Prep 10 mins
Cook 0 mins
These pickled grapes have a tangy, sweet-and-sour flavor and are seasoned with cinnamon, fennel, mustard, black pepper, and citrus. They would make a delicious addition to any cheese plate and an inspired hors d'oeuvre at your next beer tasting. From a recipe by Lucy Baker at Serious Eats. http://bit.ly/gH8AB6
- 3 cups red seedless grapes
- 1 1⁄4 cups white wine vinegar
- 1 1⁄4 cups granulated sugar
- 1 1⁄2 teaspoons mustard seeds
- 1 teaspoon black peppercorns
- 1⁄8 teaspoon fennel seed
- 2 cinnamon sticks, each 3-inch long
- 2 pieces lemon zest, each at least 3-inch x 1-inch
- 2 pieces orange zest, each at least 3-inch x 1-inch
- Remove grapes from stems, rinse and set aside to air dry.

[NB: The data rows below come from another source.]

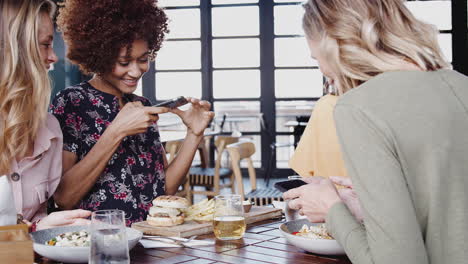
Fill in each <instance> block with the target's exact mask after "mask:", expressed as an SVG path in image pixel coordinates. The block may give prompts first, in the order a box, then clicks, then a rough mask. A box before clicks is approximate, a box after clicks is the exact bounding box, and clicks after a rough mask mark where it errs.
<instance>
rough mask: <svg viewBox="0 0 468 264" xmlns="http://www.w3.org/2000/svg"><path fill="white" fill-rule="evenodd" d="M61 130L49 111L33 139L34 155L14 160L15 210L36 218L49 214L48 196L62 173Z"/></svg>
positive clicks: (9, 178)
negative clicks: (34, 139) (37, 133)
mask: <svg viewBox="0 0 468 264" xmlns="http://www.w3.org/2000/svg"><path fill="white" fill-rule="evenodd" d="M62 146H63V138H62V131H61V130H60V125H59V123H58V121H57V119H56V118H55V117H54V116H53V115H51V114H48V116H47V120H46V125H45V126H42V127H41V128H40V129H39V131H38V134H37V137H36V140H35V141H34V152H33V155H32V157H26V158H23V159H22V160H21V161H19V162H17V161H16V160H15V161H13V163H12V167H11V169H12V173H11V174H10V175H8V180H9V182H10V183H11V186H12V190H13V196H14V199H15V206H16V211H17V213H18V214H22V215H23V217H24V219H26V220H29V221H36V220H39V219H41V218H43V217H45V216H46V207H47V199H49V197H50V196H52V194H54V192H55V190H56V189H57V186H58V184H59V182H60V177H61V176H62Z"/></svg>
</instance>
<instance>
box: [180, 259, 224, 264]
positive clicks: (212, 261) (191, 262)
mask: <svg viewBox="0 0 468 264" xmlns="http://www.w3.org/2000/svg"><path fill="white" fill-rule="evenodd" d="M180 263H190V264H212V263H216V262H215V261H213V260H209V259H201V258H199V259H195V260H190V261H186V262H180Z"/></svg>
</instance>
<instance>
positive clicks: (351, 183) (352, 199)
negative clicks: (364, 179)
mask: <svg viewBox="0 0 468 264" xmlns="http://www.w3.org/2000/svg"><path fill="white" fill-rule="evenodd" d="M330 180H331V181H332V182H333V183H334V184H336V185H341V186H344V187H346V188H342V189H338V195H339V196H340V198H341V200H342V201H343V202H344V203H345V204H346V206H347V207H348V209H349V211H350V212H351V214H353V215H354V217H355V218H356V219H357V220H358V221H359V222H362V219H363V215H362V208H361V204H360V203H359V199H358V197H357V194H356V192H355V191H354V189H353V183H352V182H351V179H350V178H345V177H338V176H332V177H330Z"/></svg>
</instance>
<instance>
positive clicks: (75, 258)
mask: <svg viewBox="0 0 468 264" xmlns="http://www.w3.org/2000/svg"><path fill="white" fill-rule="evenodd" d="M88 228H89V227H88V226H64V227H56V228H51V229H44V230H40V231H36V232H32V233H31V238H32V240H33V242H34V244H33V246H34V251H36V252H37V253H38V254H39V255H41V256H43V257H46V258H48V259H51V260H55V261H59V262H66V263H88V258H89V247H56V246H49V245H45V242H46V241H49V240H50V239H52V238H54V237H56V236H58V235H60V234H63V233H66V232H75V231H81V230H88ZM142 236H143V233H142V232H140V231H138V230H136V229H133V228H129V227H127V239H128V249H132V248H133V247H134V246H135V245H136V244H137V243H138V241H140V239H141V237H142Z"/></svg>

- Combine vinegar, sugar, mustard seeds, peppercorns and fennel seeds in a small pot. Add cinnamon sticks, lemon zest and orange zest. Bring to a simmer. Stir until sugar has completely dissolved. Allow to cool to room temperature.
- Place 1 cinnamon stick, 1 strip of lemon zest and 1 strip of orange zest into each of 2 pint jars. Divide grapes evenly between jars. Divide brine evenly between jars. Cover tightly and refrigerate at least overnight before serving. Will keep up to 1 month in refrigerator.